Table 6 shows the statistical result disparity is illustrated by the two-tailed Mann–Whitney test [32]. The Mann–Whitney test is used to compute the value relation in classification accuracy. The outcomes do not change significantly if the value is greater than 0.05, and it is highly significant if the value is less than 0.001. It is evident from the interventions in Table 6 that the solution provided by our proposed DeepLSTM model is statistically different from ANN, KNN, LibSVM, and HGP for the 50–50, 60–40, 70–30, and 10-fold data partitioning scheme. When the values are contrasted with DeepLSTM for these classifiers, there is a significant variation in outcomes. The evaluation results suggest that the proposed DeepLSTM-based deep learning model for classifying personality traits provides accurate classification results.

7. Conclusion

During this study, we propose EEG signals-based personality prediction system using DeepLSTM-based deep learning model.

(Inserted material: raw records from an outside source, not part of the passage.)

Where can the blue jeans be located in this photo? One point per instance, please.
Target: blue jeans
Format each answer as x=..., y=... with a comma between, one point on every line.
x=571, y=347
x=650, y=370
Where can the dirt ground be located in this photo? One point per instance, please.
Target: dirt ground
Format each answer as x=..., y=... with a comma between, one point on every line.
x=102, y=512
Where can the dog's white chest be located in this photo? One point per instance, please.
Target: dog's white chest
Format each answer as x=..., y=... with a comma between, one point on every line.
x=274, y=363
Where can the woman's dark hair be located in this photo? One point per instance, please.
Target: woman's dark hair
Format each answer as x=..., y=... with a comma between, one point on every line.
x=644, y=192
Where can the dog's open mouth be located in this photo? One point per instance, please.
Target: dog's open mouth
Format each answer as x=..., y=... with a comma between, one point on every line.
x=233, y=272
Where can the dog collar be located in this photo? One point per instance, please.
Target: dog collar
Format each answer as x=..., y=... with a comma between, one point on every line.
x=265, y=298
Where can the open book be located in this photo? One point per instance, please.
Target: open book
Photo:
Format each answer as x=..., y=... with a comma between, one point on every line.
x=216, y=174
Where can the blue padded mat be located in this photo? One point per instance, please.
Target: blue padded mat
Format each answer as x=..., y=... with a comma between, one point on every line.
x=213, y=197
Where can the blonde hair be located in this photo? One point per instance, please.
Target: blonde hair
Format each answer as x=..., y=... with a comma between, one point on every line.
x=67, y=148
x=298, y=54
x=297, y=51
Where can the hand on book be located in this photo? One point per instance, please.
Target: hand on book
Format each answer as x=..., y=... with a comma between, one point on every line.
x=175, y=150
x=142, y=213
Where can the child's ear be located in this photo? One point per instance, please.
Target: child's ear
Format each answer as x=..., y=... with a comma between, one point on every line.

A new EEG dataset was also created using 40 film clips of Hindi and English languages. The proposed DeepLSTM model was also applied to the publicly available EEG dataset known as ASCERTAIN. Multiple experiments have been carried out to validate our results, which are helpful to compare our DeepLSTM model with existing methods. Fifty participants were involved and saw a few movie clips targeting eight different personality traits. This method uses NeuroSky MindWave mobile 2 to capture brain signals. Better results of sensitivity, precision, and specificity indicate that our approach beats the current literature. The classification accuracy of the proposed DeepLSTM model on our proposed EEG dataset is 96.94% for the 10-fold partition scheme and outperforms the results of the DeepLSTM model on the ASCERTAIN dataset having classification accuracy of 95.32%.

We are currently using a single-channel device, and in the future, we will extend it to multichannel devices.

Data Availability

The data are available on request from the corresponding author.

Conflicts of Interest

The authors declare that they have no conflicts of interest.